Monroe News: Walberg hopes to preserve Great Lakes Restoration Initiative
For a second consecutive year, President Donald Trump is proposing to reduce drastically or eliminate federal support of cleanups for the Great Lakes, but U.S. Rep. Tim Walberg is hoping to convince the administration otherwise.
The Tipton Republican, who represents Monroe County, is inviting Environmental Protection Agency Administrator Scott Pruitt to the 7th District to see the projects underway as a result of the Great Lakes Restoration Initiative (GLRI).
During a December Energy and Commerce Committee hearing, Walberg secured a commitment from Pruitt to work together on Great Lakes issues, he said in a press release.
“I am writing to express my deep concerns with the FY19 budget proposal that would drastically reduce funding for the Great Lakes Restoration Initiative (GLRI) from roughly $300 million dollars down to an alarming and unacceptable $30 million,” he wrote Pruitt.

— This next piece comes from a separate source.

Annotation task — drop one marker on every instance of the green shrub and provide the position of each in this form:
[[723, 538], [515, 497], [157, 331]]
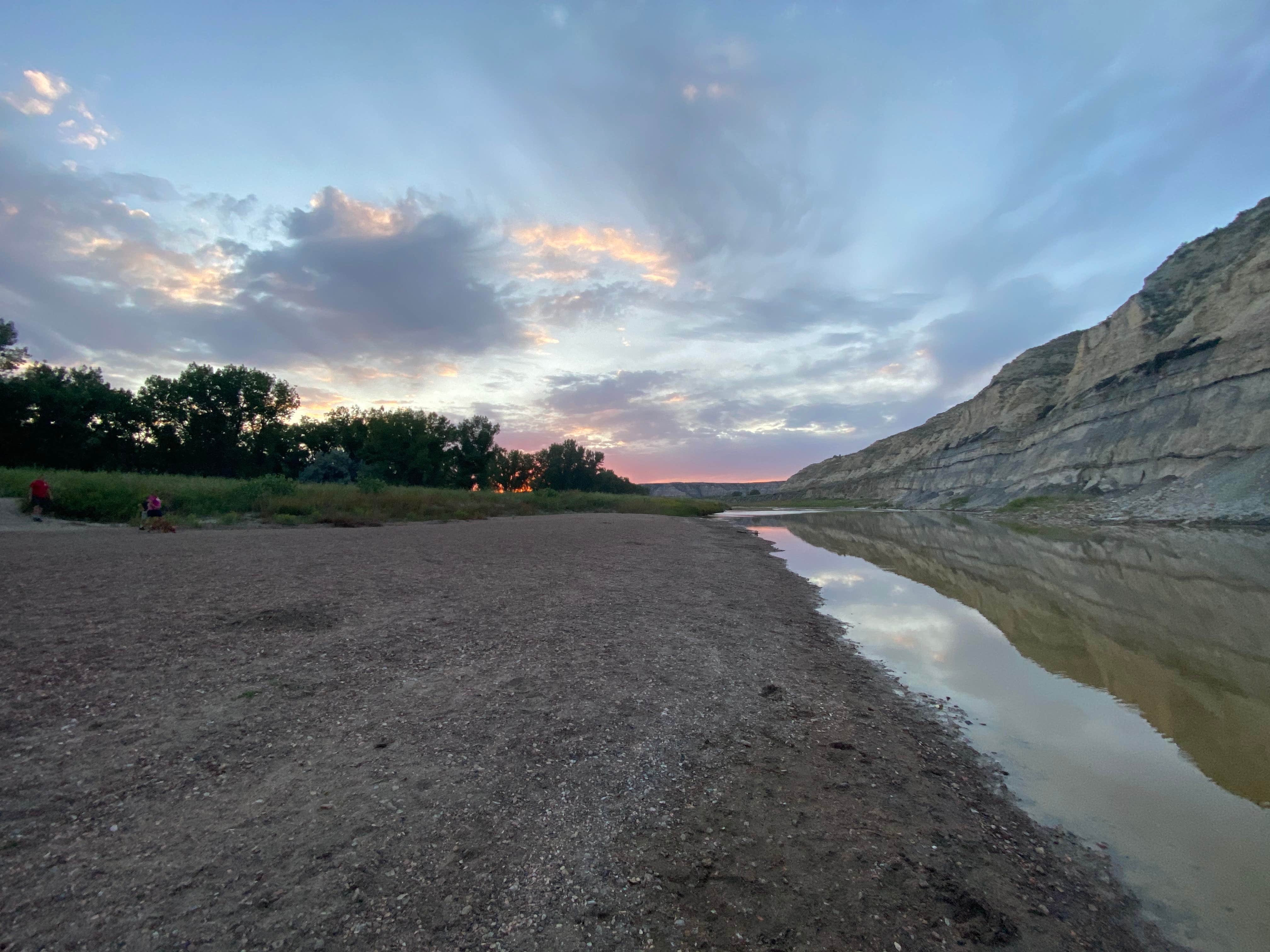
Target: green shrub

“Since its inception in 2010, the GLRI has supported over 3,000 restoration projects and provided more than $2 billion in vital funding to Great Lakes communities. These funds have been used to prevent the spread of invasive species such as Asian Carp, combat harmful algal blooms and clean up toxic areas throughout the Great Lakes region. While investments made by the GLRI program are getting positive results, there is still much work to do. As we have done during previous budgets, my colleagues and I on both sides of the aisle will continue working together to ensure the GLRI program receives the full funding it needs.
″... To continue the conversation, I would like to invite you to visit Michigan’s 7th District to see firsthand some of the important work that is occurring in the Western Lake Erie Basin and the surrounding areas as a result of the GLRI,” he wrote.
Trump’s proposed 2019 budget for the EPA released last week would cut funding by 90 percent for the GLRI — an Obamaera plan for dealing with pervasive pollution in the world’s biggest surface freshwater system — and a similar program for Chesapeake Bay, the nation’s largest estuary.
It would remove all EPA funding of cleanup programs for the Gulf of Mexico, Lake Champlain, Long Island Sound, San Francisco Bay, Puget Sound and South Florida, including the Everglades and Keys.
The administration’s EPA spending plan said the agency would “encourage state, tribal and local entities to continue to make progress” in those places.
The administration sought to zero out spending on the regional water initiatives in its first budget a year ago, describing them as “primarily local efforts” and contending state and local governments were capable of paying for them.
But Congress decided otherwise, illustrating the popularity of the cleanups among lawmakers of both parties and voters who want progress on longstanding problems such as toxic algae that fouls beaches, invasive species that starve out native fish and industrial toxins embedded in river bottoms.
The Great Lakes program is the largest, taking in about $300 million annually since it was established in 2010.
Trump’s budget would give it $30 million. Chesapeake Bay, which is getting nearly $73 million this year, would receive $7.3 million. The other programs receive significantly less federal funding.
Supporters pledged another fight to keep them intact.
U.S. Sen. Debbie Stabenow, D-Mich., denounced the proposed Great Lakes cuts as “outrageous.”
“Why the Trump administration would continue to try to slash funding for the world’s most important freshwater resource is beyond my comprehension,” said Mike Shriberg, regional director for the National Wildlife Federation.
The Chesapeake Bay program, which dates to 1983, has accelerated in recent years in the watershed’s six states and Washington, D.C., with adoption of pollution reduction targets. Trump’s budget would provide money for water quality monitoring but none for cleanup work, advocates said.
“A cut of this magnitude would severely damage Bay restoration efforts, just at a time when we are seeing significant progress,” said William Baker, president of the Chesapeake Bay Foundation.
EPA spokesman Jahan Wilcox declined comment.